Bırakın acımızı yaşayalım

Süleyman Keskin

Elazığ’da 6.8 şiddetinde deprem oldu, Elazığ ve Malatya’da 41 vatandaşımızı yitirmişiz. Van Bahçesaray’da çığ düşmesi sonucu 41 vatandaşımızı kaybetmişiz. 

Her iki olayda da onlarca yaralı... 

Her iki olayda ve yine onlarca bebe annesiz, babasız…

Ama gelin görün ki bu olaylar karşısında halen siyaset yapanlar var!

Medya önünde “Ben şu kadar iş yaptım, şu kadar yardım yaptım” diye kendini metheden belediye başkanları var!

En başından söyleyeyim; ben sevmiyorum böyle kendini methedenleri!

Kim ne derse desin, ben ‘kentsel dönüşümde yerel yönetimlerin sınıfta kaldığına’ inanıyorum.

Beceremediler.

Hatta eline yüzüne bulaştırdılar.

Bu şehirde 2 bin 979 ağır hasarlı, 535 bina ise orta hasarlı.

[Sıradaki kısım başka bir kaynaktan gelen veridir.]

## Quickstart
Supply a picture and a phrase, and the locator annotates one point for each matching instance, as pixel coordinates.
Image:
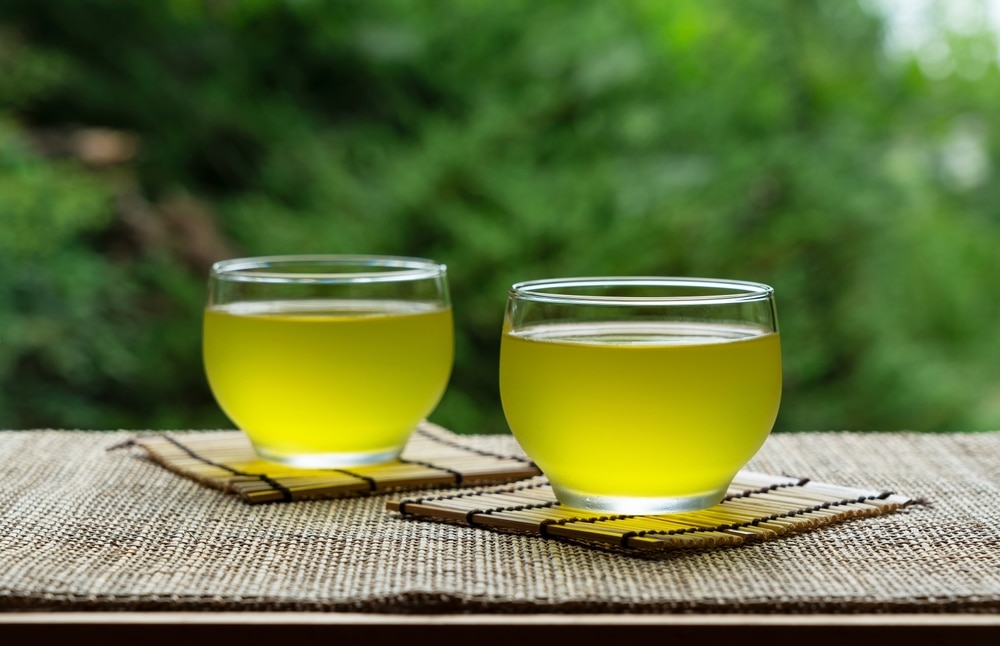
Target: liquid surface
(327, 377)
(640, 410)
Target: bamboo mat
(433, 457)
(757, 507)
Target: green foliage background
(765, 140)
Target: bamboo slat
(434, 457)
(758, 507)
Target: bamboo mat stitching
(753, 510)
(486, 467)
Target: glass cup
(640, 395)
(327, 361)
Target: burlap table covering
(82, 528)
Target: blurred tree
(769, 141)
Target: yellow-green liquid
(640, 410)
(334, 380)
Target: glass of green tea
(327, 361)
(640, 395)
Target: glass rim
(736, 291)
(280, 268)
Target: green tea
(641, 410)
(328, 378)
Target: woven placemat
(757, 507)
(433, 457)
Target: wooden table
(98, 543)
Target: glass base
(328, 460)
(639, 506)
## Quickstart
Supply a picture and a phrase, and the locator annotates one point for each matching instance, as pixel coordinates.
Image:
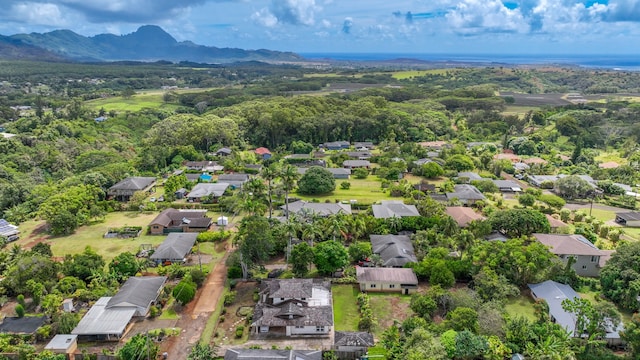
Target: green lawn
(521, 306)
(345, 307)
(389, 308)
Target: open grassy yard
(388, 308)
(345, 307)
(521, 306)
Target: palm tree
(269, 173)
(288, 176)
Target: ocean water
(608, 61)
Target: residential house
(63, 344)
(466, 194)
(402, 280)
(174, 249)
(304, 208)
(202, 190)
(203, 166)
(336, 145)
(463, 215)
(352, 344)
(507, 185)
(434, 145)
(394, 250)
(124, 190)
(263, 153)
(586, 255)
(630, 218)
(554, 293)
(235, 181)
(223, 152)
(355, 164)
(360, 155)
(9, 231)
(272, 354)
(555, 224)
(290, 307)
(468, 176)
(363, 145)
(338, 173)
(109, 318)
(393, 208)
(174, 220)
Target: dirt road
(195, 315)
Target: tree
(316, 180)
(138, 347)
(124, 265)
(526, 200)
(301, 257)
(463, 318)
(359, 250)
(491, 286)
(201, 352)
(288, 176)
(460, 162)
(330, 256)
(519, 222)
(620, 277)
(255, 242)
(184, 291)
(572, 187)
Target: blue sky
(345, 26)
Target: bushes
(367, 320)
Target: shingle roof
(174, 216)
(356, 338)
(134, 183)
(320, 209)
(390, 275)
(463, 215)
(568, 244)
(102, 321)
(465, 192)
(554, 293)
(176, 246)
(264, 354)
(137, 291)
(394, 208)
(395, 250)
(202, 190)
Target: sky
(352, 26)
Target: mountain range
(148, 43)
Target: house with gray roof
(466, 194)
(586, 255)
(553, 293)
(174, 249)
(394, 250)
(236, 181)
(180, 220)
(203, 190)
(393, 208)
(352, 344)
(109, 318)
(356, 164)
(272, 354)
(402, 280)
(304, 208)
(290, 307)
(124, 190)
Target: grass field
(521, 306)
(345, 308)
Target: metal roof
(100, 320)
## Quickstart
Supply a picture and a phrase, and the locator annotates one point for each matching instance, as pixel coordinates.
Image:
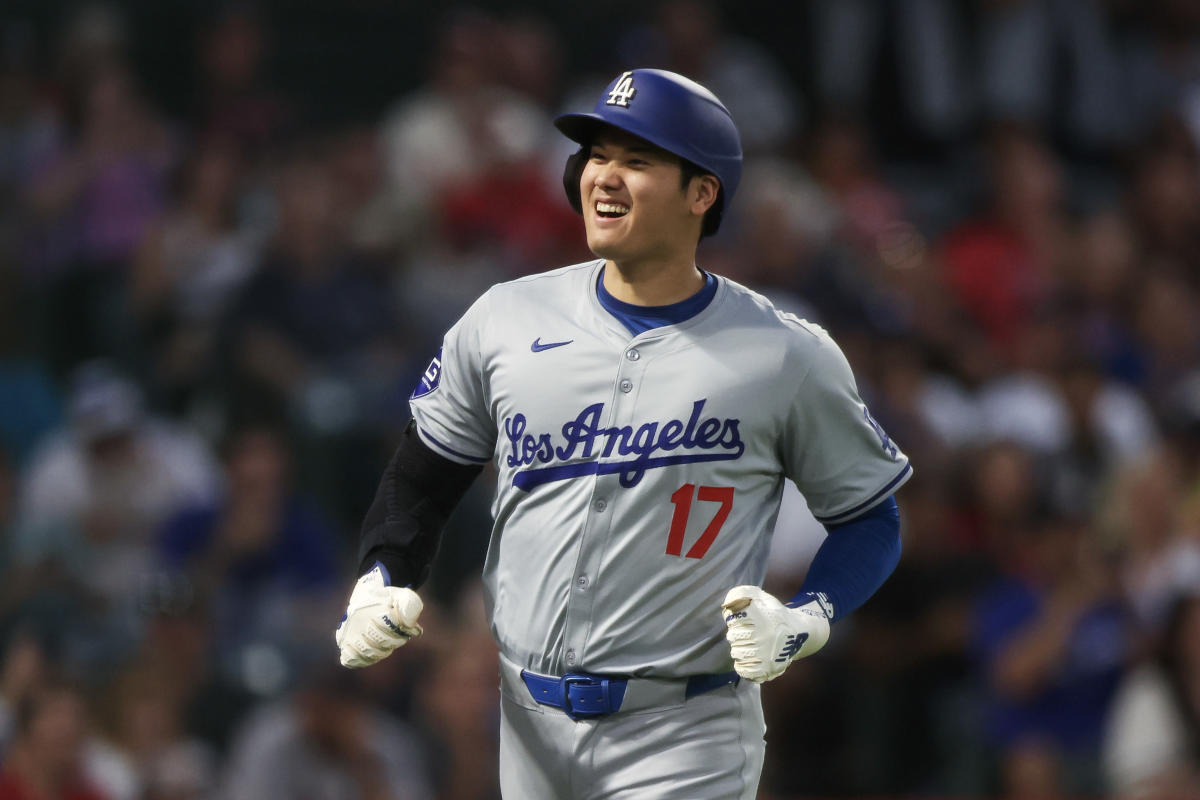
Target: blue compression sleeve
(855, 559)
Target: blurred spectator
(1109, 426)
(261, 557)
(912, 679)
(234, 100)
(315, 319)
(457, 703)
(30, 405)
(325, 743)
(189, 269)
(1164, 199)
(921, 44)
(1099, 277)
(147, 755)
(1151, 746)
(46, 758)
(91, 204)
(1003, 264)
(313, 341)
(22, 674)
(457, 125)
(1025, 40)
(1143, 519)
(690, 37)
(96, 491)
(1051, 643)
(1167, 328)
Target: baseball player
(642, 415)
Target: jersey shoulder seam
(549, 274)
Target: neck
(652, 284)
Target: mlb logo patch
(431, 378)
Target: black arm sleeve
(417, 494)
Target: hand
(378, 619)
(766, 636)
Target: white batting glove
(766, 636)
(378, 619)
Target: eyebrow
(641, 149)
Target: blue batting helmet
(670, 112)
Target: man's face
(634, 206)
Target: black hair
(713, 216)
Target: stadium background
(232, 235)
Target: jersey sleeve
(835, 452)
(450, 401)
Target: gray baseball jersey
(640, 476)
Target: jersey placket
(603, 504)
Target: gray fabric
(711, 746)
(579, 575)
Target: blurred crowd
(211, 318)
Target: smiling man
(642, 415)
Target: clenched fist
(378, 619)
(766, 636)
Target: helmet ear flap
(571, 174)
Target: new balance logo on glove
(792, 645)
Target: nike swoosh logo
(538, 347)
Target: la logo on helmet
(623, 91)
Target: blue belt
(582, 695)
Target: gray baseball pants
(707, 747)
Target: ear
(702, 193)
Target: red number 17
(682, 500)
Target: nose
(606, 176)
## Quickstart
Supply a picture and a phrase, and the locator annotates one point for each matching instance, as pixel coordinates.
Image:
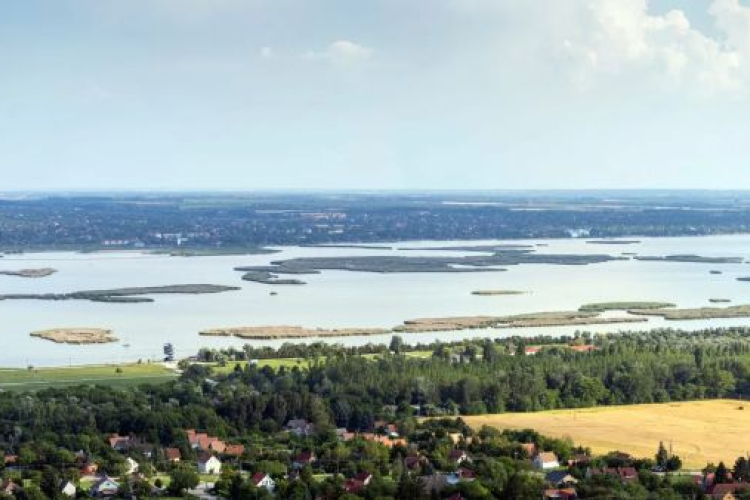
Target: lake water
(343, 298)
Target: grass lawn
(699, 431)
(14, 379)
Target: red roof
(583, 348)
(234, 450)
(624, 473)
(305, 457)
(565, 493)
(720, 490)
(363, 476)
(353, 486)
(258, 477)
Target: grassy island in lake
(288, 332)
(76, 335)
(124, 295)
(31, 273)
(623, 306)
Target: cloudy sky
(383, 94)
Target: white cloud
(601, 44)
(266, 53)
(342, 53)
(624, 42)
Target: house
(300, 427)
(89, 468)
(626, 474)
(68, 489)
(208, 464)
(384, 440)
(560, 478)
(119, 443)
(560, 494)
(234, 450)
(353, 486)
(583, 348)
(728, 491)
(216, 444)
(364, 478)
(105, 487)
(456, 437)
(172, 454)
(203, 442)
(263, 480)
(302, 459)
(546, 460)
(434, 484)
(465, 474)
(529, 449)
(346, 435)
(9, 487)
(131, 466)
(579, 459)
(458, 457)
(414, 461)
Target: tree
(662, 455)
(721, 475)
(397, 343)
(182, 478)
(742, 470)
(674, 463)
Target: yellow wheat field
(699, 431)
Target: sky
(383, 94)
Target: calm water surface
(342, 298)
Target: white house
(105, 487)
(131, 466)
(68, 489)
(263, 480)
(209, 464)
(546, 460)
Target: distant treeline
(233, 222)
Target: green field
(15, 379)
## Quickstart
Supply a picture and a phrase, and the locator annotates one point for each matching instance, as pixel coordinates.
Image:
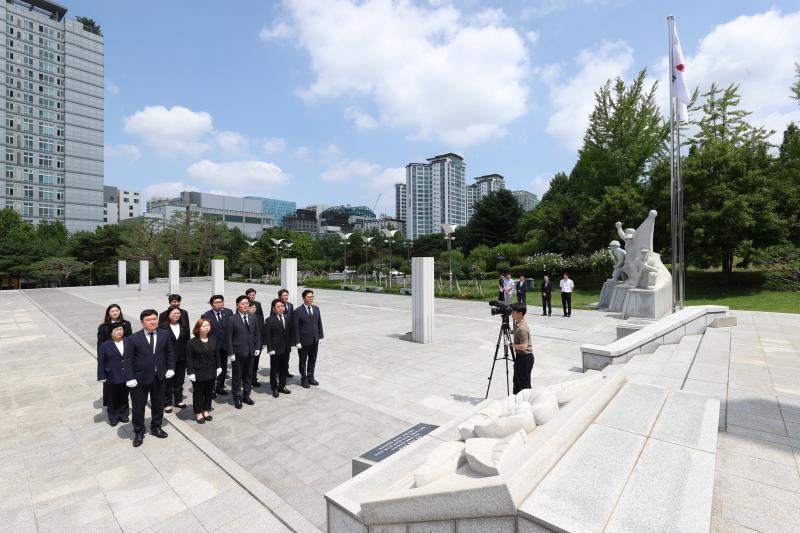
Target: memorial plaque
(397, 443)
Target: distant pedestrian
(202, 364)
(522, 289)
(567, 286)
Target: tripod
(502, 337)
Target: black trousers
(156, 392)
(523, 365)
(242, 376)
(201, 395)
(566, 303)
(117, 397)
(278, 369)
(174, 393)
(308, 360)
(547, 304)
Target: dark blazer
(110, 363)
(164, 317)
(201, 358)
(141, 362)
(277, 337)
(104, 331)
(307, 329)
(218, 328)
(241, 340)
(179, 342)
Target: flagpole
(672, 173)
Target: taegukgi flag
(679, 89)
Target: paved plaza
(267, 466)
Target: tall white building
(482, 187)
(52, 106)
(120, 205)
(436, 194)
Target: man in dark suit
(307, 324)
(547, 293)
(174, 299)
(242, 342)
(278, 338)
(251, 295)
(288, 309)
(218, 316)
(148, 364)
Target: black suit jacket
(277, 337)
(307, 329)
(142, 363)
(241, 340)
(110, 363)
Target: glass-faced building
(52, 115)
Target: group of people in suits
(155, 361)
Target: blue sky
(326, 101)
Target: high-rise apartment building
(482, 187)
(436, 194)
(52, 115)
(400, 200)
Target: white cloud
(126, 151)
(425, 68)
(363, 121)
(238, 177)
(279, 30)
(177, 130)
(274, 145)
(345, 169)
(573, 100)
(233, 143)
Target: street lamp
(448, 235)
(367, 240)
(91, 264)
(345, 237)
(389, 234)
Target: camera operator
(523, 363)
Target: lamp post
(389, 234)
(367, 240)
(448, 235)
(91, 264)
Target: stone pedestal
(218, 276)
(122, 273)
(174, 275)
(289, 277)
(422, 299)
(144, 275)
(606, 292)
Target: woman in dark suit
(113, 316)
(110, 370)
(178, 331)
(202, 364)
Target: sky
(327, 101)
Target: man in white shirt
(567, 286)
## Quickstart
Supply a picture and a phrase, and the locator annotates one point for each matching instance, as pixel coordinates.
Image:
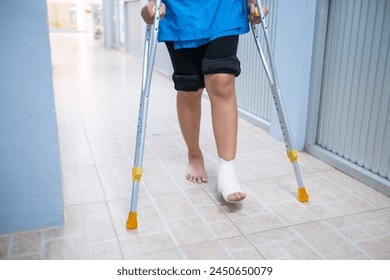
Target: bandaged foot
(228, 184)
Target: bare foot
(196, 171)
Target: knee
(188, 83)
(228, 64)
(220, 85)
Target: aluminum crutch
(149, 54)
(270, 70)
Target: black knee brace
(226, 64)
(188, 82)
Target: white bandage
(227, 179)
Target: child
(202, 38)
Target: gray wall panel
(354, 107)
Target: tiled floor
(97, 97)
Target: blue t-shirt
(191, 23)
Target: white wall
(30, 176)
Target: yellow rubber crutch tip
(132, 222)
(302, 195)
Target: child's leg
(220, 67)
(189, 115)
(189, 83)
(221, 89)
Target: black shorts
(190, 65)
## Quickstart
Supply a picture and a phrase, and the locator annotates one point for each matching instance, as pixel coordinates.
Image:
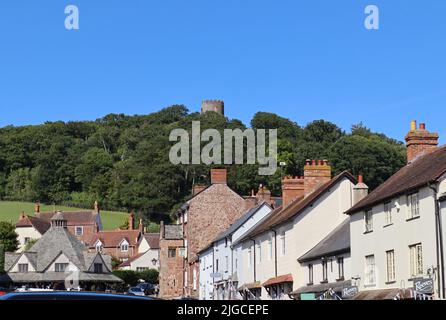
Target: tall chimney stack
(420, 141)
(360, 190)
(218, 176)
(292, 189)
(316, 173)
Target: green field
(10, 211)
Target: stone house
(397, 234)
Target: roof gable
(415, 175)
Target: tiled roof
(417, 174)
(336, 242)
(276, 280)
(74, 218)
(41, 225)
(153, 239)
(128, 261)
(173, 231)
(238, 223)
(281, 215)
(113, 238)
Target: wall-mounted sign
(425, 286)
(349, 292)
(215, 275)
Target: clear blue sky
(302, 59)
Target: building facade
(397, 238)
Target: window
(141, 269)
(282, 236)
(270, 249)
(310, 274)
(324, 271)
(79, 231)
(390, 261)
(249, 257)
(61, 267)
(413, 209)
(341, 267)
(368, 219)
(194, 279)
(23, 267)
(259, 251)
(416, 260)
(171, 253)
(388, 212)
(370, 278)
(98, 268)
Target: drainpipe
(275, 251)
(254, 259)
(439, 244)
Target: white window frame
(368, 220)
(80, 228)
(283, 243)
(388, 212)
(390, 265)
(416, 260)
(370, 270)
(270, 249)
(124, 246)
(413, 206)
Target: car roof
(66, 295)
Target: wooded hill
(123, 161)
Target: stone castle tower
(213, 105)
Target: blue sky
(302, 59)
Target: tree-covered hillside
(123, 161)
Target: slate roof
(238, 223)
(153, 239)
(426, 169)
(281, 215)
(74, 218)
(55, 242)
(173, 231)
(41, 225)
(113, 238)
(338, 241)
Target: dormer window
(124, 246)
(79, 231)
(99, 246)
(23, 267)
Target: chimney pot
(218, 176)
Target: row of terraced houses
(327, 237)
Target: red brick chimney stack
(218, 176)
(420, 141)
(197, 188)
(292, 188)
(37, 207)
(131, 221)
(316, 173)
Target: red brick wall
(316, 173)
(171, 269)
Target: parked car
(148, 288)
(135, 291)
(66, 295)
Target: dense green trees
(122, 161)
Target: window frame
(390, 266)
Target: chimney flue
(420, 142)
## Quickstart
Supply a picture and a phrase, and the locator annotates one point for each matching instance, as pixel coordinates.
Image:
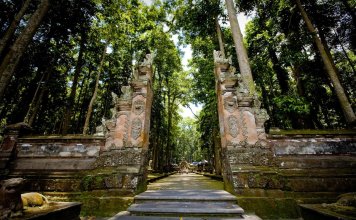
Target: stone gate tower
(243, 138)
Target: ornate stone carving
(219, 58)
(148, 60)
(101, 129)
(126, 93)
(261, 117)
(136, 128)
(139, 107)
(230, 103)
(233, 127)
(10, 198)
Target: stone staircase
(184, 204)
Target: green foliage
(292, 105)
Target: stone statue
(242, 87)
(219, 58)
(126, 93)
(10, 198)
(148, 60)
(33, 199)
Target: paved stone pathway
(189, 181)
(185, 196)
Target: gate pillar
(127, 132)
(241, 119)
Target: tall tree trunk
(329, 66)
(35, 98)
(241, 52)
(352, 11)
(8, 65)
(217, 151)
(12, 28)
(219, 35)
(38, 102)
(345, 53)
(71, 99)
(93, 98)
(282, 74)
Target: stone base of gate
(311, 169)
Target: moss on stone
(313, 132)
(270, 208)
(100, 203)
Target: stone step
(186, 208)
(244, 217)
(185, 195)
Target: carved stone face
(139, 107)
(232, 123)
(136, 128)
(230, 104)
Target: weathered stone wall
(97, 170)
(271, 175)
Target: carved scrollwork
(233, 127)
(136, 128)
(139, 107)
(230, 104)
(219, 58)
(126, 93)
(148, 60)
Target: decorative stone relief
(242, 88)
(126, 93)
(139, 107)
(233, 127)
(148, 60)
(136, 128)
(219, 58)
(230, 104)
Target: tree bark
(12, 28)
(93, 98)
(12, 58)
(71, 99)
(220, 38)
(241, 52)
(329, 66)
(282, 74)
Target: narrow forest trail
(185, 196)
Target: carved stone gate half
(243, 138)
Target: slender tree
(12, 58)
(330, 68)
(241, 52)
(95, 93)
(71, 99)
(12, 28)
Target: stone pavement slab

Kim bunların yapılarını denetledi?

Kim bunlara ruhsat verdi?

400-500 bin liraya lüks konut adı altında satılan birçok binalarında durumlarını gördük.

Gözünü para bürümüş bazı müteahhitlerin ve yapı denetimcilerin kontrollü denetimden geçmesi gerekmiyor mu?

Belediyeleri söylemeyin zaten.

Parayı veren ruhsatı alır mantığındalar!

Bu depremde belediyelere ders olmadı kanaatindeyim.

3-5 gün sonra aynı tas aynı hamam.

Devam edecekler.

Oysa Millet olmanın gereği, sevinçte de kederde de 'bir' olmaktır. Acılar paylaştıkça azalır, sevgi bölüştükçe çoğalır. Bu iki olayda 82 ailenin evinde doğrudan acı yaşanıyor.

Bu acıyı unutup kiraya zam yapan, suya zam yapan, gıdaya zam yapan, battaniye ye zam yapan ruhsuzlarda var!

İnsanlıktan nasibini almamışlara neyin mesajını vermeye çalışıyoruz ki?

Bir gün acı onlarında kapısını çaldığında anlarlar. 

Ama iş işten geçmiş olacak…

Ya o enkazlar altında kurtulanların nasıl bir travma yaşadığını, hayatlarının nasıl altüst olduğunu anlayanınız var mı?

Artık ateş sadece düştüğü yeri yakmasın.

Hepimiz yanalım, hepimiz o alevi tenimizde, yüreğimizde hissedelim ki karanlıklar çıksın aydınlığa...

Birde Selamünaleyküm bende kardeşiniz Yusuf, Hasan, Hüseyin, Ayşe, Fatma…  diyerek gidiniz bir depremzedenin çadırına.

Görün elleri üşümüş çocukları. 

Görün gözü yaşlı anaları, babaları.

Derdini dinleyin.

Onlar o kadar dertli ki.

Allah yar ve yardımcıları olsun. Vesselam.